Unfortunately the neo liberals will say this is evidence of what raising the debt ceiling has done. I could call it now.
Re: The safest place to be when the economy heads south is in cash or government bonds.
You don’t think gold is safe? It seems to be heading straight up, and a bunch of countries are buying a lot of it…
@Steven
Gold unlike government bonds does not pay you interest, therefore it is purely speculative asset. It is not about rise in price but rather about how much money you can extract to live on. For example, pension funds are biggest buyers of government bonds as they provide them with a clear projection of the future and guaranteed income of 3-4.5% for life.
How much of the failure of the recovery to gain traction is caused by the offshoring of (formerly) developed world jobs? It seems to me we are on a path of decline as a result of our weak job base.

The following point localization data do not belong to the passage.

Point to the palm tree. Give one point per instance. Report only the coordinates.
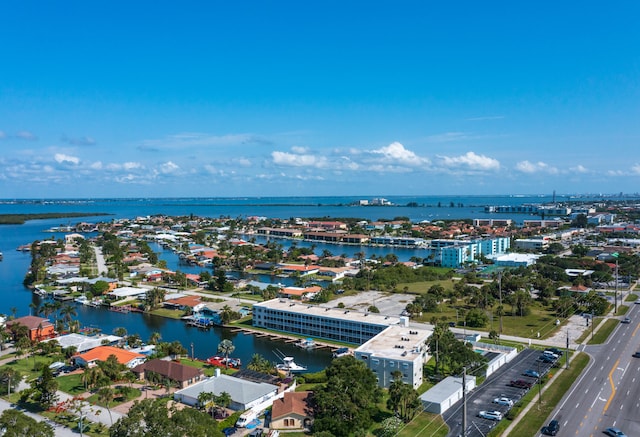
(226, 313)
(105, 395)
(226, 347)
(155, 338)
(224, 399)
(68, 312)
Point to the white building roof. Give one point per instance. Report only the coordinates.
(127, 291)
(241, 391)
(397, 342)
(84, 343)
(328, 312)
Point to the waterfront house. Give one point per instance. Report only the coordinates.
(307, 293)
(101, 353)
(319, 322)
(183, 376)
(39, 327)
(244, 394)
(83, 343)
(396, 349)
(293, 411)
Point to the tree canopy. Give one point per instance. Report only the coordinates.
(154, 417)
(347, 403)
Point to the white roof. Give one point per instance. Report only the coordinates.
(84, 343)
(127, 291)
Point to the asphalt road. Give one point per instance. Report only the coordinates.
(608, 391)
(497, 385)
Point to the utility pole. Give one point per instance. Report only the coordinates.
(500, 296)
(464, 402)
(616, 295)
(539, 386)
(566, 352)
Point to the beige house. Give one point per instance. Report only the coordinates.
(293, 411)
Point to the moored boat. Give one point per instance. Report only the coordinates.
(290, 366)
(219, 361)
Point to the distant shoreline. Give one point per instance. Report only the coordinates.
(20, 219)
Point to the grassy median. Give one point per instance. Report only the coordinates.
(557, 386)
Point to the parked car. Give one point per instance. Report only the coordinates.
(546, 359)
(552, 428)
(503, 401)
(491, 415)
(520, 383)
(614, 432)
(555, 350)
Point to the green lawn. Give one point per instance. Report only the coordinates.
(425, 425)
(166, 312)
(422, 287)
(121, 396)
(531, 423)
(540, 320)
(26, 365)
(71, 384)
(604, 332)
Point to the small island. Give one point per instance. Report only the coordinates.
(19, 219)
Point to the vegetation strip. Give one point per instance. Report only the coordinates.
(530, 424)
(19, 219)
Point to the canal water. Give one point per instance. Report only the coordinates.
(16, 299)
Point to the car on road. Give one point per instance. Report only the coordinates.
(546, 359)
(520, 383)
(614, 432)
(491, 415)
(552, 428)
(503, 401)
(555, 350)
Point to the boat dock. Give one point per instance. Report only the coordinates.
(318, 344)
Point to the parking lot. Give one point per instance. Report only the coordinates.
(497, 386)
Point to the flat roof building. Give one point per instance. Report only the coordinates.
(322, 322)
(396, 349)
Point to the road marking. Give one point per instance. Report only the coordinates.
(613, 387)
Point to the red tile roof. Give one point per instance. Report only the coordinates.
(292, 403)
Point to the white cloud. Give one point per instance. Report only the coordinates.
(80, 141)
(472, 161)
(298, 160)
(486, 118)
(26, 135)
(579, 169)
(396, 153)
(447, 137)
(186, 140)
(169, 168)
(62, 158)
(131, 165)
(538, 167)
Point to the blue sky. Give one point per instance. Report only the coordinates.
(292, 98)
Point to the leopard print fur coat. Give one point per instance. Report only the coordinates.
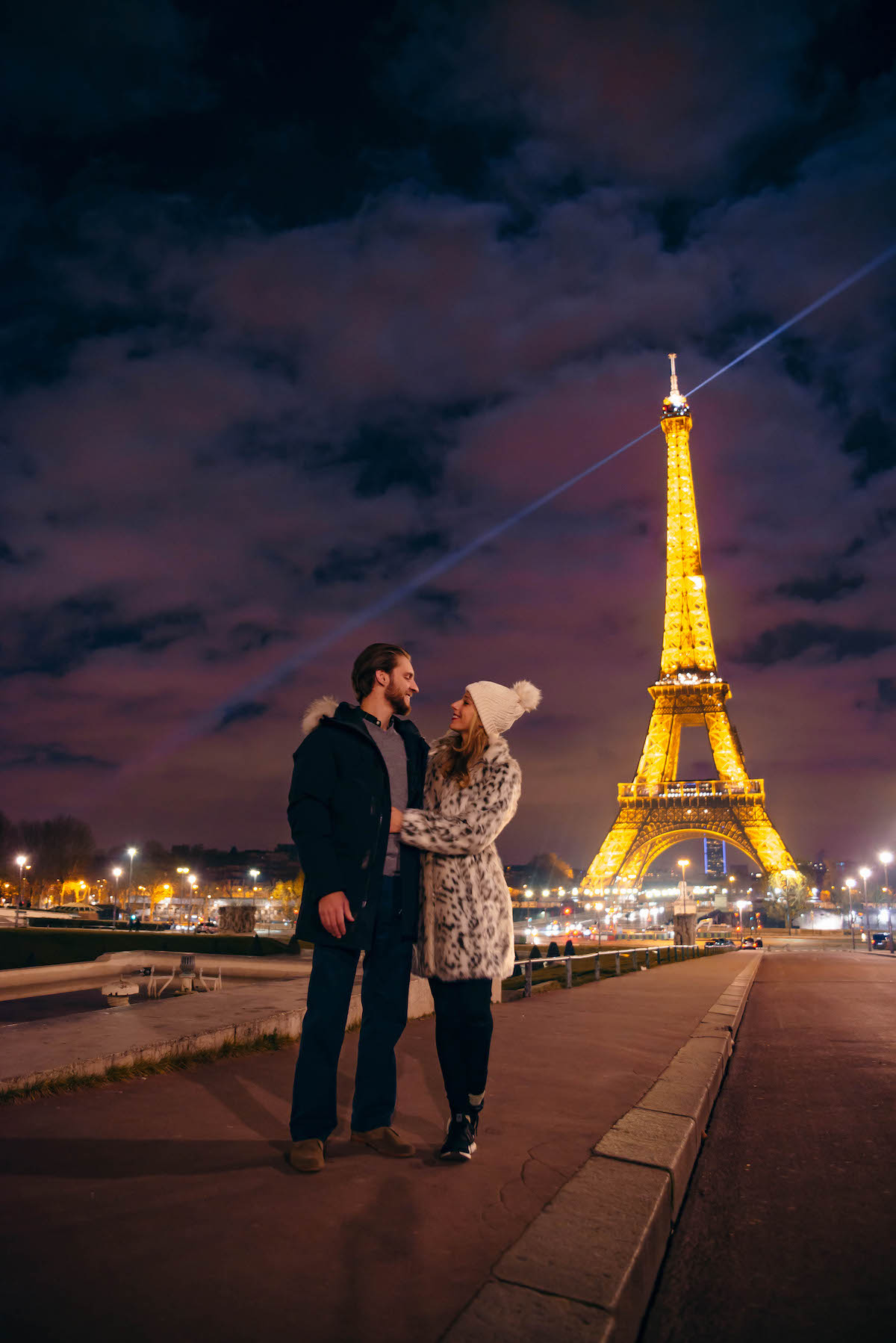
(467, 920)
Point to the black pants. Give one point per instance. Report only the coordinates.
(462, 1038)
(385, 986)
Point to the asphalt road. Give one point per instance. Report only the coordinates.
(788, 1229)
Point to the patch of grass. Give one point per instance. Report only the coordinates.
(20, 947)
(179, 1063)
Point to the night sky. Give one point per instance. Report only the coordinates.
(302, 299)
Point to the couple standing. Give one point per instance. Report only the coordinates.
(368, 798)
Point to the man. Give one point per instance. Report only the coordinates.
(361, 893)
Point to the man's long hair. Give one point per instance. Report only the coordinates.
(460, 752)
(375, 657)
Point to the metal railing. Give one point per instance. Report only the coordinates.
(687, 951)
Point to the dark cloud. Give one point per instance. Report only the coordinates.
(441, 609)
(828, 644)
(871, 441)
(887, 692)
(388, 559)
(243, 712)
(75, 72)
(818, 590)
(60, 638)
(50, 755)
(246, 637)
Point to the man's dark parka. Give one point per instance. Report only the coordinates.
(339, 813)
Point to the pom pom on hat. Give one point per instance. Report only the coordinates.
(499, 705)
(528, 695)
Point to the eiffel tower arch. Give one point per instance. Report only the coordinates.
(657, 809)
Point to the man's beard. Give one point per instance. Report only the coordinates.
(396, 701)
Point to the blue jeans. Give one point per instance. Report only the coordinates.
(462, 1037)
(385, 986)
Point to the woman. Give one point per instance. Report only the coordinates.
(467, 923)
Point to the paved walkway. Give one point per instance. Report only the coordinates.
(166, 1205)
(790, 1221)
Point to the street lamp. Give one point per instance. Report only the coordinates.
(132, 855)
(20, 863)
(886, 858)
(850, 884)
(742, 905)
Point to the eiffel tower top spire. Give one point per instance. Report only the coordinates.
(688, 654)
(675, 400)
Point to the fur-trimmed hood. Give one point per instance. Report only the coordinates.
(317, 710)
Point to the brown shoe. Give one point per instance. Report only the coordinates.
(386, 1142)
(307, 1156)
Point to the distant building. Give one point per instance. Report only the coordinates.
(715, 858)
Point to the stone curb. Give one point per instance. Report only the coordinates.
(586, 1267)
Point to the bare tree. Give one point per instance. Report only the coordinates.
(57, 849)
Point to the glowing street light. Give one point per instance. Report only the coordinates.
(850, 884)
(886, 858)
(132, 855)
(22, 861)
(742, 905)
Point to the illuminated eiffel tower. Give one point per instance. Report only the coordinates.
(657, 809)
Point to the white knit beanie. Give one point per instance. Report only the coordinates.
(499, 707)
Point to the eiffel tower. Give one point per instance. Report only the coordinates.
(657, 809)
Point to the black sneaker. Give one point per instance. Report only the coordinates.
(460, 1141)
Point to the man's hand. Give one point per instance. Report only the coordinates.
(335, 910)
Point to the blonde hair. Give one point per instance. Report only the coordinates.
(460, 752)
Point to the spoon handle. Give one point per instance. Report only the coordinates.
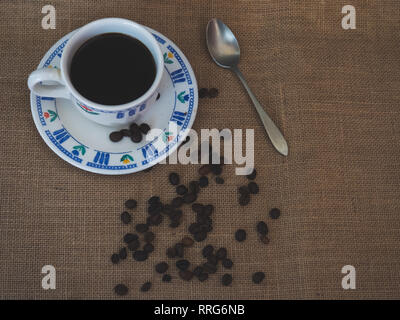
(273, 132)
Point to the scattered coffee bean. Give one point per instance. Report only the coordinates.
(253, 187)
(146, 286)
(182, 264)
(131, 204)
(187, 241)
(121, 289)
(258, 277)
(186, 275)
(114, 258)
(161, 267)
(166, 278)
(226, 279)
(116, 136)
(262, 228)
(203, 182)
(227, 263)
(126, 217)
(274, 213)
(213, 92)
(122, 254)
(140, 255)
(240, 235)
(144, 128)
(181, 190)
(174, 178)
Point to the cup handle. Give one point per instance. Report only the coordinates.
(58, 90)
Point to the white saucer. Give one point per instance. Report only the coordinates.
(86, 144)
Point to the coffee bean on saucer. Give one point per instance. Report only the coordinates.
(252, 175)
(227, 263)
(146, 286)
(142, 227)
(258, 277)
(174, 178)
(131, 204)
(116, 136)
(226, 279)
(181, 190)
(240, 235)
(203, 92)
(161, 267)
(213, 92)
(203, 182)
(274, 213)
(140, 255)
(187, 241)
(121, 289)
(166, 278)
(144, 128)
(122, 254)
(126, 217)
(244, 199)
(253, 187)
(262, 228)
(115, 258)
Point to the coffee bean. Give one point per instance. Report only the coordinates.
(174, 178)
(148, 247)
(114, 258)
(129, 237)
(161, 267)
(203, 182)
(221, 253)
(262, 228)
(177, 202)
(227, 263)
(144, 128)
(134, 245)
(189, 198)
(219, 180)
(121, 289)
(186, 275)
(240, 235)
(122, 254)
(166, 278)
(213, 92)
(203, 92)
(258, 277)
(205, 169)
(116, 136)
(274, 213)
(226, 279)
(182, 264)
(187, 241)
(136, 137)
(253, 187)
(207, 250)
(146, 286)
(142, 227)
(149, 236)
(126, 217)
(140, 255)
(181, 190)
(244, 199)
(131, 204)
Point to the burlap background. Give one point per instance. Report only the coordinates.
(334, 93)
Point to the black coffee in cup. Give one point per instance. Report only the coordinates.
(112, 69)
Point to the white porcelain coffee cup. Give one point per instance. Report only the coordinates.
(58, 83)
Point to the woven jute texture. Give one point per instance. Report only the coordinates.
(334, 93)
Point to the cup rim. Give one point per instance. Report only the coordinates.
(158, 61)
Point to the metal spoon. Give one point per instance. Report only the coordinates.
(225, 51)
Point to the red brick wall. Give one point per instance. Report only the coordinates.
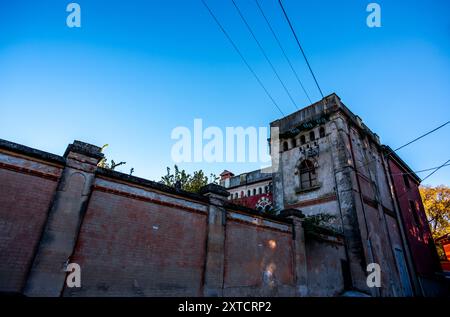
(131, 247)
(24, 203)
(251, 252)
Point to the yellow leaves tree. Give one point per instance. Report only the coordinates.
(436, 201)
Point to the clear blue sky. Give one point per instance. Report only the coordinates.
(137, 69)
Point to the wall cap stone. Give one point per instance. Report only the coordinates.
(85, 149)
(25, 150)
(290, 212)
(214, 189)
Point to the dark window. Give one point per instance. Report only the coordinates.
(302, 139)
(308, 177)
(322, 132)
(406, 181)
(346, 275)
(412, 206)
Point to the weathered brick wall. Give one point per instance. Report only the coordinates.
(133, 243)
(133, 237)
(258, 259)
(325, 271)
(27, 186)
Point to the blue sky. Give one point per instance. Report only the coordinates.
(135, 70)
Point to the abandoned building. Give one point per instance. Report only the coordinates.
(135, 237)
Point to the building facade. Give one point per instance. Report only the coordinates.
(325, 160)
(256, 235)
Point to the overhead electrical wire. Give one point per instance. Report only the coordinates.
(242, 57)
(300, 46)
(264, 53)
(282, 49)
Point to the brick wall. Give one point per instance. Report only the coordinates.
(26, 191)
(257, 258)
(133, 237)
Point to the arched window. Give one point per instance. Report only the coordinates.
(302, 140)
(308, 177)
(321, 132)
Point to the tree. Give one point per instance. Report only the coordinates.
(185, 181)
(436, 201)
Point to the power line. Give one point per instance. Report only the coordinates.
(242, 57)
(282, 49)
(263, 52)
(438, 168)
(421, 171)
(401, 147)
(422, 136)
(301, 49)
(435, 170)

Under those circumstances, why not impose tariffs and force industry to relocate domestically?
“For example, pension funds are biggest buyers of government bonds as they provide them with a clear projection of the future and guaranteed income of 3-4.5% for life.”
Which of course is pretty much the same as the government paying the pension in the first place – not that you’ll ever hear the middlemen kept in jobs by pension tax relief (ie more government money) pointing that out of course.
@Neil Wilson
Fully agree but it has rather to do with the ideology than the economy. However, to be honest, I see much more understanding than it used to be 2 years ago than I encountered MMT, for a first time. I think there is hope.